Naglaa El-Emari, experte des médias et ex-journaliste à la BBC, estime que le cas de la télévision est assez particulier : « Il y aurait plus de 35 000 employés et des inégalités salariales flagrantes. En l’absence de syndicat, ceux-ci sont considérés comme des fonctionnaires d’Etat » (lire l’entretien page 4). Quant à la presse dite gouvernementale, ses PDG et rédacteurs en chef nommés par le pouvoir se sont alignés sur le pouvoir en place après la révolution de 2011. « Les restrictions ont juste été réduites ; elles n’ont pas été compensées par des libertés nouvelles, commente Yasser Abdel-Aziz, spécialiste des médias. La liberté réclamée en 2011 n’a pas été traduite dans le cadre législatif régissant les médias ». Tandis que l’arsenal juridique restait inchangé, la nouvelle Constitution renforçait la mainmise de l’Etat sur la presse (lire page 5). Une situation qui a très légèrement évolué la semaine dernière, avec l’annonce d’un décret présidentiel amendant le code pénal et annulant les peines de prison prévues pour insulte au chef de l’Etat, les remplaçant par des amendes allant de 10 000 a 30 000 L.E.
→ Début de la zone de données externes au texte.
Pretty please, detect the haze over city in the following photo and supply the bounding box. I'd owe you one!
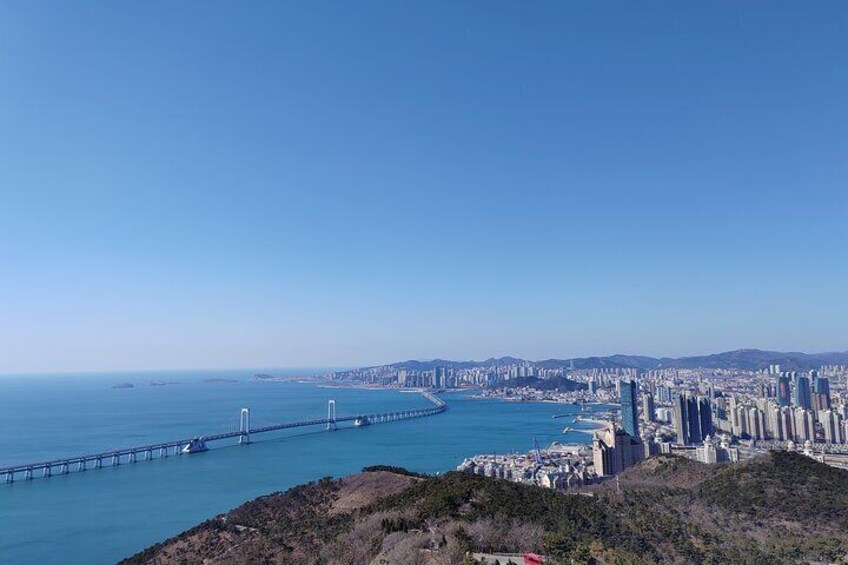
[2,2,846,373]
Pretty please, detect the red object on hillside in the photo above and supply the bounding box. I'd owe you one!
[523,553,545,565]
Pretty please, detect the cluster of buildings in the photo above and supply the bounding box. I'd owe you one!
[456,443,595,490]
[708,368,848,446]
[619,364,848,469]
[328,362,570,388]
[342,358,848,477]
[455,362,848,486]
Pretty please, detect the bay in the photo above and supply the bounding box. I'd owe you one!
[0,370,598,564]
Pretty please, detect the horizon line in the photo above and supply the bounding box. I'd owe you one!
[2,346,846,376]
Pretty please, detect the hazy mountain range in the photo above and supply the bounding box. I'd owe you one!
[368,349,848,373]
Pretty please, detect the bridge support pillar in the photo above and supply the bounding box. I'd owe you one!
[43,466,51,478]
[5,472,12,483]
[112,455,120,466]
[95,457,102,469]
[78,460,86,472]
[60,462,69,474]
[25,468,32,480]
[239,408,251,445]
[144,450,152,461]
[327,400,337,431]
[160,447,168,458]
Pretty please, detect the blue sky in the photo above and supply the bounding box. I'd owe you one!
[1,2,846,372]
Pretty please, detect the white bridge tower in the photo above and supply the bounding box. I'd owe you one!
[239,408,251,444]
[327,400,337,431]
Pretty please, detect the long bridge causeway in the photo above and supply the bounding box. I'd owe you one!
[1,391,447,484]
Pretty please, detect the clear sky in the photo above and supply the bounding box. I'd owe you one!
[1,2,846,372]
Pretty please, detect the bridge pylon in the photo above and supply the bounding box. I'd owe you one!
[239,408,251,445]
[327,400,337,431]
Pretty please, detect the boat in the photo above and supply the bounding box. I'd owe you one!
[562,427,573,434]
[354,416,370,427]
[181,437,209,454]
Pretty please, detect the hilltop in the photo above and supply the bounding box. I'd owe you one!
[122,452,848,564]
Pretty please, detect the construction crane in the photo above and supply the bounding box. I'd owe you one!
[532,437,543,466]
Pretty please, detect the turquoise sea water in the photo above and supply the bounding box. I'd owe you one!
[0,370,599,564]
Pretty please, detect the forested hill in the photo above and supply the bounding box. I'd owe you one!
[122,452,848,565]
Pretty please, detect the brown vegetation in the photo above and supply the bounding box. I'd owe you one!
[121,452,848,565]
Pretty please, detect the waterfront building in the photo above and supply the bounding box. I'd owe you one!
[620,379,639,437]
[432,366,447,388]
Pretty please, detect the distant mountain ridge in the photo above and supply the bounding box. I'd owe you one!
[366,349,848,372]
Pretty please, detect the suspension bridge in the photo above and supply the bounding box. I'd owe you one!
[1,391,447,484]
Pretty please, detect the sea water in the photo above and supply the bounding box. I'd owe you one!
[0,370,599,564]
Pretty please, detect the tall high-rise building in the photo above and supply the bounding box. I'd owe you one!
[673,393,689,446]
[814,374,831,411]
[776,374,791,407]
[656,385,672,404]
[620,379,639,438]
[794,373,812,410]
[686,394,702,444]
[592,424,644,477]
[698,397,713,438]
[432,366,446,388]
[820,410,843,444]
[793,408,816,443]
[642,391,655,423]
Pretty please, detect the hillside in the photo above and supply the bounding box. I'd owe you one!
[490,375,587,392]
[122,452,848,565]
[363,349,848,373]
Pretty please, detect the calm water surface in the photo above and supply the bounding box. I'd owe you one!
[0,370,599,564]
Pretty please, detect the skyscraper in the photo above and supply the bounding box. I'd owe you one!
[776,374,791,407]
[673,393,689,446]
[686,394,702,444]
[794,373,812,410]
[620,379,639,438]
[698,396,713,439]
[814,374,831,411]
[642,391,655,423]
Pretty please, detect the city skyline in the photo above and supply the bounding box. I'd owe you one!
[2,2,846,373]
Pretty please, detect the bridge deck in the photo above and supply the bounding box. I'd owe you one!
[1,392,446,479]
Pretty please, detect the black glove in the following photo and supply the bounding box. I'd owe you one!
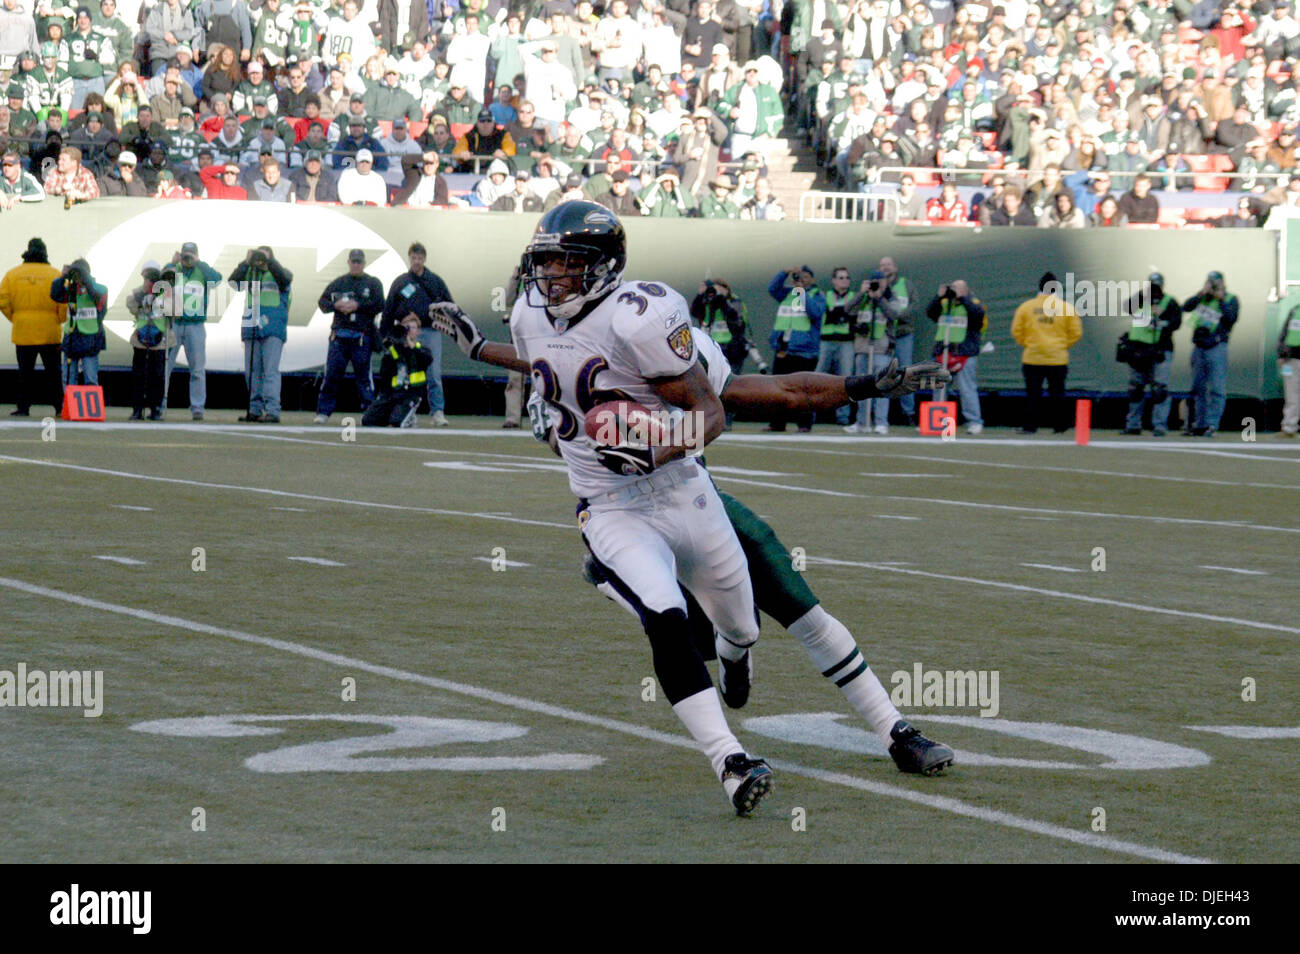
[594,443,656,477]
[845,359,950,400]
[430,302,486,360]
Un professionnalisme qui reste à créer

Plus indépendante, la presse et la télévision privées ne sont pas forcément plus professionnelles que celles de l’Etat. Certes, le ton est plus critique, mais la réflexion y est réduite à l’expression de « l’opinion et de son contraire », au détriment de l’information. « L’industrie de l’information est en crise », assène Naglaa El-Emari. Les téléspectateurs doivent établir eux-mêmes la véracité de l’information, car les médias souffrent presque sans exception d’un manque de journalisme d’investigation et de l’absence de véritables enquêtes ou reportages en-dehors de la capitale. La presse à sensation a fait son apparition, et un nouveau journalisme reste à apprendre.
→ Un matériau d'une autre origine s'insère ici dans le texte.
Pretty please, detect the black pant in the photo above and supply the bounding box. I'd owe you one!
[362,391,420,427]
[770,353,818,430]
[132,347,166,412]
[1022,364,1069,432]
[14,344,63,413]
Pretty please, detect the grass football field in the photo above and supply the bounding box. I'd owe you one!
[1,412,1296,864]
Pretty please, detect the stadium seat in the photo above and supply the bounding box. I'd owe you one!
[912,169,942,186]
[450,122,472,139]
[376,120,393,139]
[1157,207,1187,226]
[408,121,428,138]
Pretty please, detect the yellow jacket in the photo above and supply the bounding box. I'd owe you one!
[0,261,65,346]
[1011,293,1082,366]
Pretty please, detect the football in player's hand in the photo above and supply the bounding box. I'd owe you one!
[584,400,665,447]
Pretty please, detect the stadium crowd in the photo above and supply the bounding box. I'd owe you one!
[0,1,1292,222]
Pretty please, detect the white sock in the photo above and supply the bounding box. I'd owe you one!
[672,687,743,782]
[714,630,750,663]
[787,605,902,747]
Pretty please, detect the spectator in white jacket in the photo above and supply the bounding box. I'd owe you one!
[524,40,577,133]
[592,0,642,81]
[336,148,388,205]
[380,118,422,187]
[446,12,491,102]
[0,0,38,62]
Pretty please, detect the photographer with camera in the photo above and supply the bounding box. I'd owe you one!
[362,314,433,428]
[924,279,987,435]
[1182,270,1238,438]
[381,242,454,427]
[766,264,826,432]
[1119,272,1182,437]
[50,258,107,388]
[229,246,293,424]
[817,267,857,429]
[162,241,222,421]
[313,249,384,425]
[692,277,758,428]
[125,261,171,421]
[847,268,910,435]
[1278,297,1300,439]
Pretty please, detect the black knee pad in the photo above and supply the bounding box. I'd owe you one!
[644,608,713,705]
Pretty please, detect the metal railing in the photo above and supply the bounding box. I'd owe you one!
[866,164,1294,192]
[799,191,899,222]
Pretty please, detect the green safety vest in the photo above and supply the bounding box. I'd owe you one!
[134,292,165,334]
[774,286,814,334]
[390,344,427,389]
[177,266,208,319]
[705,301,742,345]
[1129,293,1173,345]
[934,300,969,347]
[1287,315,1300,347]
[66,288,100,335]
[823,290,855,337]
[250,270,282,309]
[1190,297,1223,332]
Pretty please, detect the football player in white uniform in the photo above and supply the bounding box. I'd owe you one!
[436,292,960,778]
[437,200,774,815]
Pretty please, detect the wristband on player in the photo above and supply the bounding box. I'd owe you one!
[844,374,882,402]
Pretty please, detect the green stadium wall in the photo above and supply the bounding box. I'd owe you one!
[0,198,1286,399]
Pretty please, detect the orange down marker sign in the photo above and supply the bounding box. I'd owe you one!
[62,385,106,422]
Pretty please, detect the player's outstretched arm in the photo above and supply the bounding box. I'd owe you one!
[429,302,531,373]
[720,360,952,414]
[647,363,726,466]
« En deux ans et demi, beaucoup étaient à faire sur le plan éditorial, et les journalistes devaient compenser leurs lacunes. Mais ils ont opté pour le plus facile », reconnaît Amr Khafagui, présentateur et ancien rédacteur en chef du quotidien privé Al-Shorouk. Le seul qui semble avoir investi sa nouvelle liberté dans un réel professionnalisme n’est pas journaliste, mais cardiologue devenu humoriste : il s’agit de Bassem Youssef. « Presqu’aucune information dans son émission n’est contestable », se félicite Amr Khafagui.
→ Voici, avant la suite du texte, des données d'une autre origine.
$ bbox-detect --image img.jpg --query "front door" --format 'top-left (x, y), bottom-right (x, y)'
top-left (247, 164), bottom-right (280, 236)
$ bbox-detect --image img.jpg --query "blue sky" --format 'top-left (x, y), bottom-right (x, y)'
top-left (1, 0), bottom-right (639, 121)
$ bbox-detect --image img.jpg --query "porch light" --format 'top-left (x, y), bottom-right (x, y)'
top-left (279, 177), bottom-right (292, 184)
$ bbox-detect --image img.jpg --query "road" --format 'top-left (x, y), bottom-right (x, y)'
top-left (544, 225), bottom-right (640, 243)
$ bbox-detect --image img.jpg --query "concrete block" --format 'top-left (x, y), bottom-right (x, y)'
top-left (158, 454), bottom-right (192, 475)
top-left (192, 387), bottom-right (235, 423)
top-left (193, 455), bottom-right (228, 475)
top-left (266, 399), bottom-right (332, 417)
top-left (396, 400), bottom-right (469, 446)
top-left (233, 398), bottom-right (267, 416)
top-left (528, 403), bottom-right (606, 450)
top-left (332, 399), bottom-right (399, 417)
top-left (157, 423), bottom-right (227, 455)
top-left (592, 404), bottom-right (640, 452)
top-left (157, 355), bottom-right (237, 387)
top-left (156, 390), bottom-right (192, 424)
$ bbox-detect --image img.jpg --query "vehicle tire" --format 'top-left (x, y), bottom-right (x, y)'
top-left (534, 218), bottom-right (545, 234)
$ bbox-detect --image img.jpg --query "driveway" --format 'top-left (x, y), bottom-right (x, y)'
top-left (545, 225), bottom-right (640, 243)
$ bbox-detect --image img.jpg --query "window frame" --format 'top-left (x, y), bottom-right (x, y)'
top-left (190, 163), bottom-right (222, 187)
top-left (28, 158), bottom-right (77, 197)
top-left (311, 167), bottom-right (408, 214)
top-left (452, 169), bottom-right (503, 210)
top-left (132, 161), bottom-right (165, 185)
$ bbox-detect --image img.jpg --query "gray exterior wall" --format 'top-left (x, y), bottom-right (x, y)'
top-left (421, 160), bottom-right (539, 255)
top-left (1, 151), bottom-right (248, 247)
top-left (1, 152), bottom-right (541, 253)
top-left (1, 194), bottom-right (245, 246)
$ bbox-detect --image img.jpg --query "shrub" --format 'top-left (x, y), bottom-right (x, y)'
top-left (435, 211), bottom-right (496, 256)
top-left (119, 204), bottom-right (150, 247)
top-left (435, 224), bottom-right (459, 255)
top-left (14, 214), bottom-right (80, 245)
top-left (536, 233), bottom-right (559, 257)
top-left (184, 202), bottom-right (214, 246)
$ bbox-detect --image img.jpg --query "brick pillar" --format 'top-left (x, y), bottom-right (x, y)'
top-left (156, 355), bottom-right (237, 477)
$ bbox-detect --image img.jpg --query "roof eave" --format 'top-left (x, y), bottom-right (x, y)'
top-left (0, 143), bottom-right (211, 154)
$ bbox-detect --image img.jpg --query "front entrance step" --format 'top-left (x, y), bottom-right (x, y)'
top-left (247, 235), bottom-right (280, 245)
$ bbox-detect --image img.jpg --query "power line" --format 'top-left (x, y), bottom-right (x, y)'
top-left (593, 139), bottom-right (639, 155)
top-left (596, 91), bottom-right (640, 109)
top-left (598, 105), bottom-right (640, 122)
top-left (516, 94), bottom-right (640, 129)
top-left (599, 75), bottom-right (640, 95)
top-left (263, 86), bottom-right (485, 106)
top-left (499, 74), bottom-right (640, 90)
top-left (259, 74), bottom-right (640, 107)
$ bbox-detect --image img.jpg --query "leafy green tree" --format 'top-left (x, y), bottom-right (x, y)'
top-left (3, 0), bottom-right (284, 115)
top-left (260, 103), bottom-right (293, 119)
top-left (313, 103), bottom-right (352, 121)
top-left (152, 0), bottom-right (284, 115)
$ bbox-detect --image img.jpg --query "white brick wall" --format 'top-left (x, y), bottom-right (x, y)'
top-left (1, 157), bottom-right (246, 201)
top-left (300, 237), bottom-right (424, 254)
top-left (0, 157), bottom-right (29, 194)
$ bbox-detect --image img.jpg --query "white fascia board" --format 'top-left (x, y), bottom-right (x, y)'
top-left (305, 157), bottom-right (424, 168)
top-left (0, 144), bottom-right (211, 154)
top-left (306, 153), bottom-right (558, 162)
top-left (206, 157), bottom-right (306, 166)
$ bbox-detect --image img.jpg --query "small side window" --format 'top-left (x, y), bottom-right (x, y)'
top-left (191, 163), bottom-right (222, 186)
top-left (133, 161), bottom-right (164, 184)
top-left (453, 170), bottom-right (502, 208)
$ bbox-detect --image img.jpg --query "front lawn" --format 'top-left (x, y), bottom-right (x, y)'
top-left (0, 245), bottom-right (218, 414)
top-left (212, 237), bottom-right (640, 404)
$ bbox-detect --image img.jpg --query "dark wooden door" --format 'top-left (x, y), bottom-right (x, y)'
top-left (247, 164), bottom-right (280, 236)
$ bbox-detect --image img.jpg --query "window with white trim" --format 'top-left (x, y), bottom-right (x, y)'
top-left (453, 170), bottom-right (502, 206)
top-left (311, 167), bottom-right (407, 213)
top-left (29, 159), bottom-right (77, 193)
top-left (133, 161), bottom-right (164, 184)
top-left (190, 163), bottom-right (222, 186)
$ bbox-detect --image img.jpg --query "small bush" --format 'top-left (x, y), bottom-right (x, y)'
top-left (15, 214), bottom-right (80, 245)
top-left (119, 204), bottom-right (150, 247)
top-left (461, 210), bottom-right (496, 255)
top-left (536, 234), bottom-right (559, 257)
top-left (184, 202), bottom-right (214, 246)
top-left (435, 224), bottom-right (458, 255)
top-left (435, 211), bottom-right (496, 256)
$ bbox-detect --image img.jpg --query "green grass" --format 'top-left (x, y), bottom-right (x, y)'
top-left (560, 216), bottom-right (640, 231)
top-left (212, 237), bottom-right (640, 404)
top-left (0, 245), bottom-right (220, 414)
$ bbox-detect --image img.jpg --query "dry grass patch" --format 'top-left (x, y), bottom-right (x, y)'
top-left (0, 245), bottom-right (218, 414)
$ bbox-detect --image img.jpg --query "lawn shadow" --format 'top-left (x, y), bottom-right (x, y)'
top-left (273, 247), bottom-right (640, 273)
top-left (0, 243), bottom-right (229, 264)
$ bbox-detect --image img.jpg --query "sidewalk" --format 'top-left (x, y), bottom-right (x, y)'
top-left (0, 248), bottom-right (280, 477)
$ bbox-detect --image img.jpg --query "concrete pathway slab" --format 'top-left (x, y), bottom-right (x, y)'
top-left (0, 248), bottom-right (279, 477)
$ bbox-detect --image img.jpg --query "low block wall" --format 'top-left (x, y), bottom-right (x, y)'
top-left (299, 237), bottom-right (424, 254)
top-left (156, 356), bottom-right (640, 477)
Yasser Abdel-Aziz évoque la nécessité d’une autorégulation, par la formation des journalistes à l’éthique journalistique, qui « devrait être accompagnée de la création d’un corps de régulation indépendant, recevant les plaintes, évaluant les pratiques et imposant des sanctions contre les journalistes sans confisquer leur liberté ». Il s’agit d’éviter de reproduire durant la nouvelle transition la vague d’enquêtes pénales contre les journalistes qui critiquaient Mohamad Morsi et les Frères musulmans, de même que le régime de Moubarak auparavant. Pourtant, les journalistes et les experts ne cachent pas leurs craintes. Des éditorialistes ont déjà été intimidés pour avoir refusé de faire partie du courant dominant durant la phase de « réalignement politique ». Un contexte qui rappelle à Yasser Abdel-Aziz la guerre contre le terrorisme aux Etats-Unis ou en Grande-Bretagne, qui a poussé les médias vers un virage dangereux. Dans cette situation, poursuit-il, « les médias se transforment en bataillons et les journalistes en soldats ». Un exemple à ne pas suivre.